De las pruebas practicadas se deduce únicamente la influencia alcohólica en la conducción, pero no la graduación de la misma, no siendo equiparable el estado de excitación ó agresividad que presentaba con una eximente completa o incompleta por embriaguez. El acusado conducía un vehículo de motor sin haber causado accidente de circulación alguno. No se le practica la prueba de alcoholemia que pudiera determinar el grado de intoxicación etílica en sangre. No consta en las actuaciones que Olegario fuese examinado con inmediatez a su detención por el médico forense o centro médico alguno que pudieran determinar el grado de intoxicación etílica que presentaba.
Por otro lado, de su declaración instructora, única prestada por el acusado ahora recurrente en apelación, no se deduce la anulación de la capacidad de raciocinio que se la atribuye, pues en la misma folio 44 reconoce haberse negado expresa y reiteradamente a la práctica de las pruebas de alcoholemia y señala que "se negó a practicar la prueba de alcoholemia porque pensó que al estar parado el coche no tenía porque someterse a la prueba de alcoholemia". Ello implica una capacidad de raciocinio y comprensión no conjugable con la eximente que ahora se pretende.
Por todo lo indicado, no acreditando suficientemente la eximente del artículo 20.2 , en relación con el artículo 21.2, ambos del Código Penal (eximente y eximente incompleta de embriaguez), procede desestimar el recurso de apelación interpuesto y ahora objeto de examen.

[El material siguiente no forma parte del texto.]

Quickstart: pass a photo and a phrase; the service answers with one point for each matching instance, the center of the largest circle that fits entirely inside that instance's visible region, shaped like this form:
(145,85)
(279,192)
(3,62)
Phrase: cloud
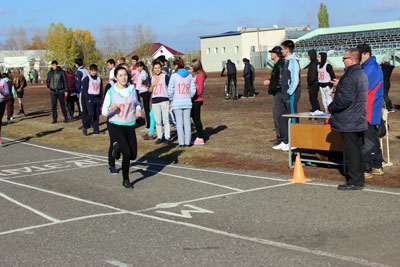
(201,22)
(385,5)
(5,11)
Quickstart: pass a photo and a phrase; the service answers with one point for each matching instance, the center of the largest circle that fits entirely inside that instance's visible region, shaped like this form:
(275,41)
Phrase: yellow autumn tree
(86,47)
(61,44)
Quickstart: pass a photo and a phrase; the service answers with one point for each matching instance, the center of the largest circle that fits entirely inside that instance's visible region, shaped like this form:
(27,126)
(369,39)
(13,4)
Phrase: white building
(244,43)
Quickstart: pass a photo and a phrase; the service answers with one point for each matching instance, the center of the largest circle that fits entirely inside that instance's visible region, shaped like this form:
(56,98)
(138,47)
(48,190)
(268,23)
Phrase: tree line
(65,44)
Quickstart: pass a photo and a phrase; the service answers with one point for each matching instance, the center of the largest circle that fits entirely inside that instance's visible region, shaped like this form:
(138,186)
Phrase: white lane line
(61,222)
(55,171)
(191,179)
(195,169)
(47,217)
(215,231)
(117,263)
(162,205)
(34,162)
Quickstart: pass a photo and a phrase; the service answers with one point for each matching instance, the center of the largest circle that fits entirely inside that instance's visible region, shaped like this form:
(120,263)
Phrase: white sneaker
(280,146)
(286,148)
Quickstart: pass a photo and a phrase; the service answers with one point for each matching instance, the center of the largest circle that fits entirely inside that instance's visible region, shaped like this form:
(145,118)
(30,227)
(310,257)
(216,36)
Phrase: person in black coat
(312,80)
(349,116)
(275,89)
(387,72)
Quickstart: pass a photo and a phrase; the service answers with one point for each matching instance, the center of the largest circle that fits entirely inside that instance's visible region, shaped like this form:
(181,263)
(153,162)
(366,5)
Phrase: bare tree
(21,39)
(11,42)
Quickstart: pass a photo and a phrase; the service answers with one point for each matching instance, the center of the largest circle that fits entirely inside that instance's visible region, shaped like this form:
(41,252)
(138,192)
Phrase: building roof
(292,31)
(352,28)
(155,47)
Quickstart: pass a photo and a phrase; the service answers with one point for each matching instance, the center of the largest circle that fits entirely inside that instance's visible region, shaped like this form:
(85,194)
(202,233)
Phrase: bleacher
(384,39)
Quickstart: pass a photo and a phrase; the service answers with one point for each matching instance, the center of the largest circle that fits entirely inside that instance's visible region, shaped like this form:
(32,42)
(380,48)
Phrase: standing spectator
(19,85)
(291,91)
(231,71)
(247,75)
(4,92)
(312,80)
(325,76)
(80,74)
(57,83)
(160,103)
(199,79)
(72,96)
(181,89)
(92,89)
(31,77)
(11,97)
(36,75)
(387,72)
(372,152)
(349,117)
(143,85)
(274,87)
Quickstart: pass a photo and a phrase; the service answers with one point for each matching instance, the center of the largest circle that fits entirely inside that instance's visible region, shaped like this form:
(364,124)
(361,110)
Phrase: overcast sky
(179,24)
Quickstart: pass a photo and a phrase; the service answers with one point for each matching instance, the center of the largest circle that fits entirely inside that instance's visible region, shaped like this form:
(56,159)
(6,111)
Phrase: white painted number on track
(186,213)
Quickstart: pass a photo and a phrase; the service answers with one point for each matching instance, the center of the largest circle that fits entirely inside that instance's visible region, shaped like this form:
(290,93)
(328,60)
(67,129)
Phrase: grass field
(237,132)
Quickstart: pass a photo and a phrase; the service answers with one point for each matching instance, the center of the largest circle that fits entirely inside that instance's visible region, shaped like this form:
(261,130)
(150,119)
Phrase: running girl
(121,107)
(199,76)
(181,89)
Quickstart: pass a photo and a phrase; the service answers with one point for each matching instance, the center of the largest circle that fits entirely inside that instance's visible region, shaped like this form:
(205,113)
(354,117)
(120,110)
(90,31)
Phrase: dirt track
(238,132)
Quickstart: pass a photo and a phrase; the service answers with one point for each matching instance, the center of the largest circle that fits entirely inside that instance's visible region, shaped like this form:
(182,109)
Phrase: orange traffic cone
(298,174)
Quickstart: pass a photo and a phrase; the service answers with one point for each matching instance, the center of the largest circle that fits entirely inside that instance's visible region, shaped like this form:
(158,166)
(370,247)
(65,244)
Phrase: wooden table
(313,136)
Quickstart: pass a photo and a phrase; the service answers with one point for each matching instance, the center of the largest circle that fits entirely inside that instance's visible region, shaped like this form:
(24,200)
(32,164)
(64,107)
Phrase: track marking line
(50,172)
(190,179)
(42,161)
(190,168)
(199,227)
(172,205)
(61,222)
(47,217)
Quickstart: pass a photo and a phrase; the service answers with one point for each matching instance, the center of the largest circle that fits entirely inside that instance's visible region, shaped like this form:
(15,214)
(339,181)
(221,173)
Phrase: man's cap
(276,50)
(364,48)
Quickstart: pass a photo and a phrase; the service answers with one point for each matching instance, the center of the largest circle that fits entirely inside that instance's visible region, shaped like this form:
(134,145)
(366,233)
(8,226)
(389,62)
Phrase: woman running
(122,107)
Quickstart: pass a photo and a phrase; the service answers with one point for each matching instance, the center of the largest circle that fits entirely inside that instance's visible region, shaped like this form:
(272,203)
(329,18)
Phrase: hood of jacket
(313,54)
(183,73)
(324,56)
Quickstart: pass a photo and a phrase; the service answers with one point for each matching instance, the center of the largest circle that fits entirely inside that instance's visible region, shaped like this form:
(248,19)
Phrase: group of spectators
(355,103)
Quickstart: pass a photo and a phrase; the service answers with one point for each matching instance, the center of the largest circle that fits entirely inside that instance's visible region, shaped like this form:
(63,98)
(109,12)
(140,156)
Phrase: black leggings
(196,110)
(2,109)
(111,160)
(146,106)
(126,138)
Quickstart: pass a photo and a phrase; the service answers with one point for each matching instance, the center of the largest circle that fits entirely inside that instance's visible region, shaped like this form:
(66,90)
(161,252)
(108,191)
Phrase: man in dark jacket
(247,75)
(312,80)
(58,85)
(387,72)
(231,69)
(349,117)
(274,87)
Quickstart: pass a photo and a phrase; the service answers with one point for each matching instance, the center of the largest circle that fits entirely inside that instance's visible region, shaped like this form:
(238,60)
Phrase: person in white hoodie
(291,91)
(181,89)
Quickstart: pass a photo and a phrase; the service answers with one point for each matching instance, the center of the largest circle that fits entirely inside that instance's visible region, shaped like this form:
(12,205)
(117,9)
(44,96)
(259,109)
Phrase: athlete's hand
(113,107)
(138,113)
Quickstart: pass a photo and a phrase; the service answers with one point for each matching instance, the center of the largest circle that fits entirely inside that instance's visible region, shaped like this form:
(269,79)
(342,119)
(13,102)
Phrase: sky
(179,24)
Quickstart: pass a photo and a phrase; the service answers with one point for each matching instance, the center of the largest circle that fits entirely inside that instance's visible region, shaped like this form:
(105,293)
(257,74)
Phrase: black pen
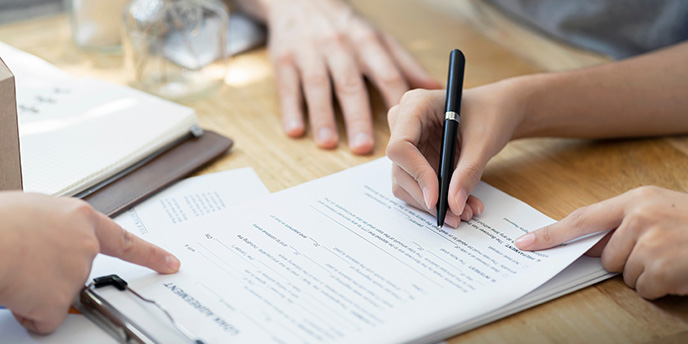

TERCERO.- Que, desestimándose como se desestima el recurso de apelación interpuesto por Olegario , procede imponer a la parte recurrente las costas procesales que se hubieren devengado en la presente apelación, en virtud del criterio objetivo del vencimiento aplicable a la interposición de recursos (artículo 901 de la Ley de Enjuiciamiento Criminal ).
Por todo ello, este Tribunal, administrando justicia en el nombre del Rey, dicta el siguiente:
Fallo
Que DEBEMOS DESESTIMAR Y DESESTIMAMOS el recurso de apelación interpuesto por Olegario contra la sentencia dictada por la Ilma. Sra. Magistrada-Juez del Juzgado de lo Penal núm. Tres de Burgos, en sus Diligencias Previas núm. 85/09 y en fecha 7 de Julio de 2.009, y ratificar en todos sus pronunciamientos la referida sentencia, con imposición a la parte recurrente de las costas procesales devengadas en la presente apelación.
Esta sentencia es firme por no caber contra ella más recurso, en su caso, que el extraordinario de revisión. Únase testimonio literal al rollo de Sala y otro a las diligencias de origen para su remisión y cumplimiento al Juzgado de procedencia, que acusará recibo para constancia.
Así por esta nuestra sentencia, lo pronunciamos y firmamos.
E/
PUBLICACIÓN.- Leída y publicada fue la anterior sentencia por el Ilmo. Sr. D. FRANCISCO MANUEL MARÍN IBÁÑEZ, Ponente que ha sido en esta causa, habiendo celebrado sesión pública la Sección Primera de la Audiencia Provincial de esta capital en el día de su fecha. Doy fe.